When writing and sharing on the internet, the first thing I always think to myself ‘is he going to see this and make fun of me?’ I’ve mentally conditioned myself to understand that whatever I do/write/say will come with judgement, which always puts you in a position of defense. The hardest part about questioning who will judge what I want to share is the feeling that I’ve held back so many experiences and resources that can help other people who struggle mentally, and with anxiety especially, because of one guy, who thought it would be funny to make people feel bad about what they struggle with. It’s interesting who and what you choose to give power to in your life. But, I’m different now.
Even as I write this, it feels pretty awesome to give myself permission to share something that crosses my mind every single time I want to write or share an experience, or thought, that reflects how I honestly feel.
When Hollis talks about how she stopped reading reviews after her first negative comment, she stated that even if nobody liked her writing, she was still going to do it, because in her heart she’s a writer. And sometimes I feel like I might be a writer.
The Second: It’s totally okay for me to be proud of what I accomplish and tell people about it because if I’m not proud of what I’m doing then what the actual fuck am I doing?
[I’ve also decided to let you know that I have a foul mouth and I’m not apologizing for swearing in text because I don’t want to.]
A lot of really wonderful people who I know tell me about what they’re accomplishing, or working on, and then apologize by saying “I know it’s not much….” Or “I know it’s still small”, “I know I’m still starting” “I know I’m not there yet…” – I could go on. Even when I think about how I react to people who give praise when I share my story, I downplay it. Every time. Sometimes, when I’m totally unhappy at the stores, or I know they need to be cleaned, refreshed, etc. I’ll refer to them as the crap shacks. Isn’t that terrible? Things I’ve worked for my entire adult life being referred to as crap shacks.

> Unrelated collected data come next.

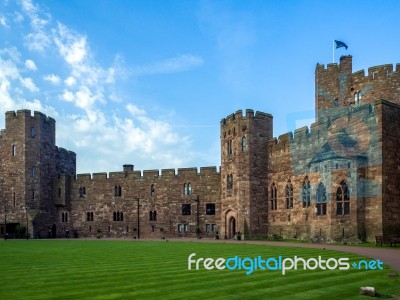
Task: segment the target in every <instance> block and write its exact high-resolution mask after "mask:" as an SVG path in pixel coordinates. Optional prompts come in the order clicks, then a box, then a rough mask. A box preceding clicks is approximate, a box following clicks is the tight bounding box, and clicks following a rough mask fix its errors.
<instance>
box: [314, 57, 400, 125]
mask: <svg viewBox="0 0 400 300" xmlns="http://www.w3.org/2000/svg"><path fill="white" fill-rule="evenodd" d="M315 86H316V95H315V101H316V118H317V119H319V118H323V117H326V116H327V114H329V113H330V111H331V110H333V111H335V110H339V109H341V108H343V107H344V108H346V107H348V106H357V105H360V104H367V103H373V102H374V101H376V100H378V99H385V100H388V101H391V102H394V103H397V104H400V64H396V66H395V68H394V67H393V65H392V64H384V65H378V66H373V67H370V68H368V71H367V73H366V72H365V71H364V70H360V71H357V72H354V73H352V57H351V56H350V55H349V56H342V57H341V58H340V63H339V64H336V63H335V64H328V65H327V66H326V67H325V65H320V64H317V66H316V71H315Z"/></svg>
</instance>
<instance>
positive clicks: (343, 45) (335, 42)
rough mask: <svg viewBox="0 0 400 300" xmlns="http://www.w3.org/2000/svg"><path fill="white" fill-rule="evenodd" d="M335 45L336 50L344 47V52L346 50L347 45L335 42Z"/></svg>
mask: <svg viewBox="0 0 400 300" xmlns="http://www.w3.org/2000/svg"><path fill="white" fill-rule="evenodd" d="M335 44H336V49H337V48H341V47H345V48H346V50H347V45H346V44H345V43H343V42H341V41H337V40H335Z"/></svg>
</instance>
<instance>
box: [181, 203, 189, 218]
mask: <svg viewBox="0 0 400 300" xmlns="http://www.w3.org/2000/svg"><path fill="white" fill-rule="evenodd" d="M190 210H191V207H190V204H182V215H183V216H189V215H190Z"/></svg>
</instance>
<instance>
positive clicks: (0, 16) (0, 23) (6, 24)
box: [0, 16, 8, 27]
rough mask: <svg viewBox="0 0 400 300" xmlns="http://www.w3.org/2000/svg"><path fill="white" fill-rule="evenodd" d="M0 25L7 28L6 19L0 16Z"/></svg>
mask: <svg viewBox="0 0 400 300" xmlns="http://www.w3.org/2000/svg"><path fill="white" fill-rule="evenodd" d="M0 25H2V26H4V27H8V25H7V19H6V17H4V16H0Z"/></svg>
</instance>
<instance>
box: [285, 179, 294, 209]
mask: <svg viewBox="0 0 400 300" xmlns="http://www.w3.org/2000/svg"><path fill="white" fill-rule="evenodd" d="M285 195H286V209H291V208H293V185H292V183H291V181H290V179H289V180H288V183H287V185H286V188H285Z"/></svg>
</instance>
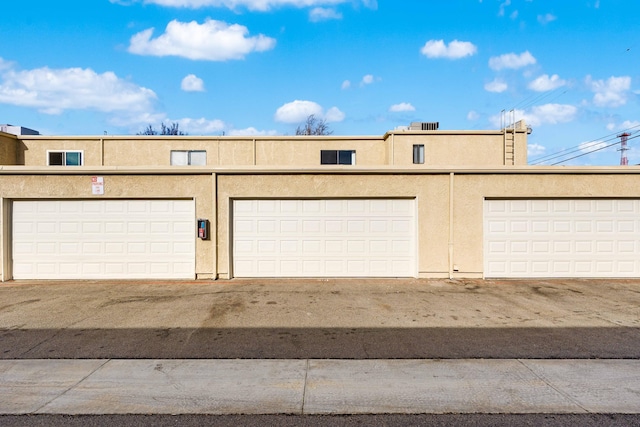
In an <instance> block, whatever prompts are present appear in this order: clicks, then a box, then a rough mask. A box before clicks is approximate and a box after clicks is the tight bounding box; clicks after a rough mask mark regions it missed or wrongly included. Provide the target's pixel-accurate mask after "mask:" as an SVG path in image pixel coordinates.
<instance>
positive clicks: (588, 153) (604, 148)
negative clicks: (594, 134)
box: [551, 135, 640, 166]
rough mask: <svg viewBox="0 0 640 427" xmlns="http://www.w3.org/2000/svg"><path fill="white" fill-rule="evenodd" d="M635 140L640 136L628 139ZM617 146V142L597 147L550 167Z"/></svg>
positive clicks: (560, 161)
mask: <svg viewBox="0 0 640 427" xmlns="http://www.w3.org/2000/svg"><path fill="white" fill-rule="evenodd" d="M635 138H640V135H636V136H634V137H633V138H628V139H635ZM618 144H619V142H614V143H613V144H609V145H605V146H604V147H598V148H596V149H593V150H591V151H588V152H586V153H582V154H579V155H577V156H573V157H570V158H568V159H564V160H560V161H559V162H556V163H552V164H551V166H555V165H559V164H560V163H564V162H568V161H569V160H573V159H577V158H578V157H582V156H588V155H589V154H592V153H595V152H596V151H600V150H604V149H605V148H609V147H613V146H614V145H618Z"/></svg>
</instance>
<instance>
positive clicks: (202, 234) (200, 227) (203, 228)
mask: <svg viewBox="0 0 640 427" xmlns="http://www.w3.org/2000/svg"><path fill="white" fill-rule="evenodd" d="M198 238H199V239H202V240H209V220H208V219H203V218H198Z"/></svg>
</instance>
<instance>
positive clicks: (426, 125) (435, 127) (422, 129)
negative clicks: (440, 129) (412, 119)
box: [409, 122, 440, 130]
mask: <svg viewBox="0 0 640 427" xmlns="http://www.w3.org/2000/svg"><path fill="white" fill-rule="evenodd" d="M439 127H440V122H411V125H410V126H409V130H438V128H439Z"/></svg>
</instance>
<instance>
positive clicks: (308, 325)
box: [0, 280, 640, 426]
mask: <svg viewBox="0 0 640 427" xmlns="http://www.w3.org/2000/svg"><path fill="white" fill-rule="evenodd" d="M639 356H640V281H638V280H544V281H540V280H539V281H495V280H494V281H490V280H486V281H483V280H461V281H456V280H454V281H449V280H367V281H362V280H288V281H249V280H231V281H217V282H163V283H159V282H153V283H152V282H9V283H5V284H3V285H0V358H2V359H39V358H62V359H66V358H71V359H75V358H109V359H118V358H133V359H135V358H144V359H148V358H153V359H159V358H162V359H171V358H185V359H188V358H207V359H210V358H225V359H226V358H231V359H234V358H248V359H252V358H260V359H270V358H279V359H280V358H286V359H296V358H301V359H324V358H329V359H378V358H384V359H403V358H411V359H414V358H429V359H438V358H443V359H458V358H485V359H491V358H497V359H502V358H521V359H534V358H535V359H548V358H562V359H564V358H573V359H581V358H586V359H593V358H598V359H599V358H605V359H606V358H622V359H638V358H639ZM0 424H1V425H7V426H40V425H42V426H44V425H47V426H57V425H65V426H74V425H82V426H93V425H101V426H103V425H104V426H116V425H123V424H126V425H131V426H138V425H140V426H146V425H154V426H175V425H180V426H189V425H203V424H206V425H219V426H231V425H233V426H236V425H247V426H253V425H256V426H257V425H260V426H265V425H266V426H269V425H273V426H276V425H277V426H289V425H291V426H293V425H295V426H298V425H303V426H317V425H318V426H319V425H323V426H326V425H330V426H333V425H335V426H360V425H362V426H364V425H385V426H396V425H397V426H400V425H402V426H405V425H415V426H420V425H435V426H438V425H459V426H503V425H504V426H507V425H509V426H513V425H521V426H533V425H535V426H560V425H562V426H565V425H581V426H628V425H632V426H633V425H637V426H640V417H639V416H638V415H625V414H465V415H461V414H415V415H384V414H382V415H347V416H302V415H264V416H246V415H245V416H243V415H226V416H211V415H179V416H166V415H151V414H150V415H97V416H65V415H24V416H7V415H5V416H0Z"/></svg>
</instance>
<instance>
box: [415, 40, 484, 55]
mask: <svg viewBox="0 0 640 427" xmlns="http://www.w3.org/2000/svg"><path fill="white" fill-rule="evenodd" d="M477 51H478V48H477V47H476V46H475V45H474V44H473V43H471V42H461V41H458V40H454V41H452V42H450V43H449V44H448V45H445V43H444V40H429V41H428V42H427V43H425V45H424V46H423V47H422V49H420V53H422V54H423V55H425V56H426V57H427V58H446V59H460V58H464V57H465V56H471V55H474V54H475V53H476V52H477Z"/></svg>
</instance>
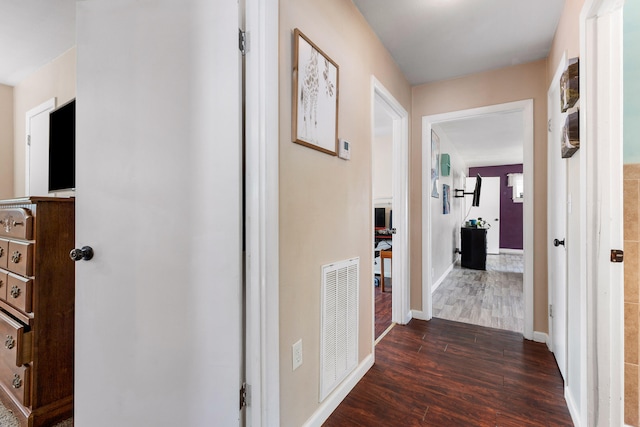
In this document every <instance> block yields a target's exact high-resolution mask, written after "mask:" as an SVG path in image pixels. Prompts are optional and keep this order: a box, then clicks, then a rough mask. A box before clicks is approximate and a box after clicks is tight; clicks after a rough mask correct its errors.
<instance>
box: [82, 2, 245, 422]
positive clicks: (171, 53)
mask: <svg viewBox="0 0 640 427" xmlns="http://www.w3.org/2000/svg"><path fill="white" fill-rule="evenodd" d="M237 16H238V4H237V2H235V1H231V2H211V1H208V0H183V1H180V2H175V1H170V0H160V1H154V2H140V1H136V0H109V1H81V2H78V4H77V18H76V19H77V40H78V42H77V49H78V62H77V67H78V68H77V122H76V123H77V157H76V158H77V165H76V168H77V170H76V177H77V192H76V197H77V198H76V244H77V246H78V247H81V246H84V245H89V246H92V247H93V249H94V251H95V256H94V258H93V259H92V260H90V261H79V262H78V263H77V264H76V324H75V326H76V342H75V346H76V347H75V349H76V352H75V423H76V425H79V426H92V427H100V426H178V425H184V426H203V427H204V426H213V425H220V426H233V425H239V424H240V421H239V418H240V412H239V409H238V408H239V383H240V382H241V368H240V366H241V359H242V354H243V353H242V350H241V347H242V343H241V324H242V311H241V295H242V289H241V264H242V263H241V222H240V221H241V214H242V212H241V197H242V190H241V177H242V169H241V144H240V133H239V130H240V114H239V111H240V100H239V94H238V88H239V87H240V81H239V79H240V70H239V61H238V27H237V22H238V18H237Z"/></svg>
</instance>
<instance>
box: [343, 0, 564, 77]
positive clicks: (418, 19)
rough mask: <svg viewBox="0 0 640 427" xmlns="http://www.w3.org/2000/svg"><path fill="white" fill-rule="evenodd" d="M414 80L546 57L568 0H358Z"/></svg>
mask: <svg viewBox="0 0 640 427" xmlns="http://www.w3.org/2000/svg"><path fill="white" fill-rule="evenodd" d="M353 2H354V3H355V5H356V7H358V9H359V10H360V12H361V13H362V15H363V16H364V17H365V19H366V20H367V22H368V23H369V25H370V26H371V27H372V28H373V31H374V32H375V33H376V34H377V35H378V38H380V40H381V41H382V44H383V45H384V46H385V47H386V48H387V50H388V51H389V52H390V53H391V56H393V58H394V59H395V61H396V62H397V64H398V65H399V66H400V69H401V70H402V72H403V73H404V75H405V77H406V78H407V79H408V80H409V82H410V83H411V84H412V85H417V84H421V83H426V82H433V81H437V80H444V79H450V78H454V77H460V76H465V75H468V74H474V73H478V72H481V71H488V70H493V69H497V68H502V67H506V66H509V65H516V64H524V63H527V62H531V61H535V60H538V59H542V58H546V57H547V56H548V54H549V50H550V48H551V42H552V41H553V36H554V34H555V31H556V27H557V25H558V21H559V20H560V15H561V13H562V9H563V7H564V0H393V1H389V0H353Z"/></svg>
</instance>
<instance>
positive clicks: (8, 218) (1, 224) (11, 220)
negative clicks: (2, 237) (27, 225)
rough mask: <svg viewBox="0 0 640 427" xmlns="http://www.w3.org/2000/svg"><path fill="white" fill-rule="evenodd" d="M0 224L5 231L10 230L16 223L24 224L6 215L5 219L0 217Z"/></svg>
mask: <svg viewBox="0 0 640 427" xmlns="http://www.w3.org/2000/svg"><path fill="white" fill-rule="evenodd" d="M0 225H2V226H4V231H6V232H7V233H9V232H11V229H12V228H14V227H15V226H17V225H24V222H18V221H16V220H15V219H13V218H12V217H8V218H5V219H0Z"/></svg>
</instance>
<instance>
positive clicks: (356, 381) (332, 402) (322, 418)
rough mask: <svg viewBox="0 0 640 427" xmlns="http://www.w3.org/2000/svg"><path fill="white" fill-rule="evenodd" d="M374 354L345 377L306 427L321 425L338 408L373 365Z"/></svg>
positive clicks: (317, 409) (322, 402) (308, 422)
mask: <svg viewBox="0 0 640 427" xmlns="http://www.w3.org/2000/svg"><path fill="white" fill-rule="evenodd" d="M373 361H374V358H373V354H370V355H369V356H367V357H365V358H364V360H363V361H362V362H360V364H359V365H358V366H357V367H356V369H354V371H353V372H352V373H351V375H349V376H348V377H347V378H345V380H344V381H342V383H340V385H339V386H338V387H336V389H335V390H333V392H332V393H331V394H330V395H329V396H328V397H327V398H326V399H325V400H324V402H322V403H321V404H320V407H318V409H317V410H316V411H315V412H314V413H313V415H311V417H310V418H309V419H308V420H307V421H306V422H305V423H304V424H303V426H305V427H320V426H322V424H323V423H324V422H325V421H326V420H327V418H329V416H330V415H331V414H332V413H333V411H335V410H336V408H337V407H338V405H340V403H341V402H342V401H343V400H344V398H345V397H347V395H348V394H349V392H351V390H353V388H354V387H355V386H356V384H358V382H359V381H360V380H361V379H362V377H364V375H365V374H366V373H367V372H368V371H369V369H371V367H372V366H373Z"/></svg>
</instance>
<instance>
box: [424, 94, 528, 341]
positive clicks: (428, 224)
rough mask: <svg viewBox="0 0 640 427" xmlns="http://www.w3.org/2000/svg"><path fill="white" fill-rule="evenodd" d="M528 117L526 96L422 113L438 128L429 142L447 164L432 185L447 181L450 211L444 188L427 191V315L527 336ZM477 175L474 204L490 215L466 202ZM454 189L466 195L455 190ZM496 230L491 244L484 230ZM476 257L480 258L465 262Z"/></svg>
mask: <svg viewBox="0 0 640 427" xmlns="http://www.w3.org/2000/svg"><path fill="white" fill-rule="evenodd" d="M532 121H533V118H532V109H531V102H530V100H525V101H517V102H514V103H507V104H499V105H494V106H488V107H481V108H479V109H473V110H462V111H459V112H455V113H449V114H447V115H444V114H443V115H440V116H429V117H428V118H424V123H423V124H424V125H427V126H428V128H429V130H430V131H431V130H433V131H434V132H435V133H436V134H437V135H438V139H439V144H435V145H434V146H435V147H436V148H435V149H436V150H438V152H439V153H440V154H441V155H442V153H446V154H447V155H448V156H446V157H448V158H450V161H449V164H448V165H447V166H448V167H449V168H448V169H449V170H447V168H445V169H444V170H443V172H444V173H440V174H436V176H437V180H436V186H437V187H436V188H437V189H438V190H440V191H439V192H441V193H444V192H446V191H444V190H443V187H446V185H450V186H451V188H452V190H450V191H451V193H453V194H452V196H453V197H450V200H449V202H450V213H451V214H453V215H451V214H446V213H445V212H444V211H443V208H442V205H443V203H444V201H443V194H438V195H435V194H430V195H429V196H430V197H429V200H428V201H427V202H428V204H430V205H431V206H432V209H430V210H429V212H427V214H429V216H430V218H428V229H430V230H431V233H430V234H431V239H430V251H429V252H430V253H431V254H432V257H431V259H430V261H431V262H430V265H429V267H430V269H431V270H430V271H431V273H432V274H431V277H430V279H431V280H430V281H429V282H430V283H429V284H428V286H429V288H430V291H431V292H428V294H426V295H425V296H426V301H425V302H426V305H427V307H428V308H430V312H431V315H432V316H433V317H439V318H443V319H447V320H454V321H459V322H464V323H471V324H476V325H481V326H488V327H493V328H499V329H506V330H510V331H514V332H518V333H521V334H523V335H524V336H525V337H530V336H531V335H532V333H533V330H532V319H533V315H532V314H533V313H532V310H531V308H532V307H531V297H530V294H531V291H532V276H531V272H532V269H531V261H532V247H531V244H532V241H533V239H532V237H533V236H532V224H531V223H530V222H527V221H526V220H525V219H526V218H530V215H531V212H530V210H531V196H529V198H528V199H527V198H525V197H524V195H525V194H527V191H526V190H527V189H529V190H530V189H531V184H532V172H531V163H530V159H531V158H532V157H533V155H532V154H530V151H531V150H532V141H533V137H532V131H531V129H532ZM482 141H489V142H490V143H489V144H482ZM423 145H428V146H432V145H433V144H432V143H430V141H423ZM423 162H424V159H423ZM439 166H440V167H441V168H442V165H441V164H440V165H439ZM478 175H480V176H481V177H482V185H481V188H480V198H479V206H480V207H483V205H487V203H489V204H492V205H495V206H493V207H495V208H497V209H498V213H497V214H492V215H491V216H490V217H485V215H484V214H482V215H481V214H480V213H478V212H477V211H474V209H477V208H472V206H471V205H472V200H471V199H472V196H471V194H473V192H474V187H475V185H474V183H475V178H476V177H477V176H478ZM466 177H470V178H469V180H473V182H468V181H467V178H466ZM493 181H495V183H493V185H489V184H490V183H492V182H493ZM493 187H495V188H493ZM458 192H459V193H460V194H462V193H465V196H464V197H455V193H458ZM491 192H494V193H495V194H489V193H491ZM467 193H468V195H467ZM529 194H531V191H529ZM438 196H439V197H438ZM484 207H486V206H484ZM480 216H482V220H481V219H480ZM494 230H495V231H498V232H499V234H498V236H497V238H496V239H497V240H496V242H495V243H496V244H495V245H490V244H489V243H490V242H489V237H488V234H489V232H493V231H494ZM465 235H466V236H467V239H466V240H467V245H465V242H464V240H465V239H464V236H465ZM480 237H482V239H480V240H482V242H479V240H478V239H479V238H480ZM477 238H478V239H477ZM473 242H475V243H476V244H471V245H470V244H469V243H473ZM479 243H482V244H479ZM449 245H450V246H449ZM445 246H447V247H445ZM465 246H466V247H465ZM492 246H493V249H492ZM465 251H466V253H465ZM465 255H466V258H467V262H466V264H465ZM477 259H482V263H481V264H477V263H473V262H472V263H469V260H477ZM527 265H528V266H529V267H528V268H527ZM427 271H429V270H427Z"/></svg>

Why would anyone take me seriously if I’m not taking myself seriously… or worse, why would you feel good about my business if I don’t feel good about my business?
Anytime there’s a press opportunity for work I always make it someone else’s responsibility. I’m not clear on the reasoning; if it’s something I am embarrassed to do, if I feel I’m not good at it, if I don’t want to be accountable,if someone is going to make fun of me for what I’ve said… but I’ve decided that I’m not going to hide behind the feeling that what I’ve done in the last 11 years is not good enough because I’m not where I want to be just yet.
Goals take a lot of time to accomplish. When you don’t stop to remind yourself about all the good that has happened along the way you will get lost down an Alice in Wonderland rabbit hole of confusion, clocks, scary, sadness, darkness and doubt. Instead of falling into that place, I think we all have to remember that we can take a minute to regroup, get ourselves back to center and remind ourselves that even though we have seasons that suck so, so badly, we still get up and get through it because we are resilient.
I’m making a commitment to try and write more because I enjoy it, because it works for me and because sometimes I really hope that someone might read how I’m feeling and relate. The best thing we can do as humans, in a very digital, solitary age, is remember we need to relate.
I hope the start of your 2019 has been better than you anticipated and I'm here for you if you need me.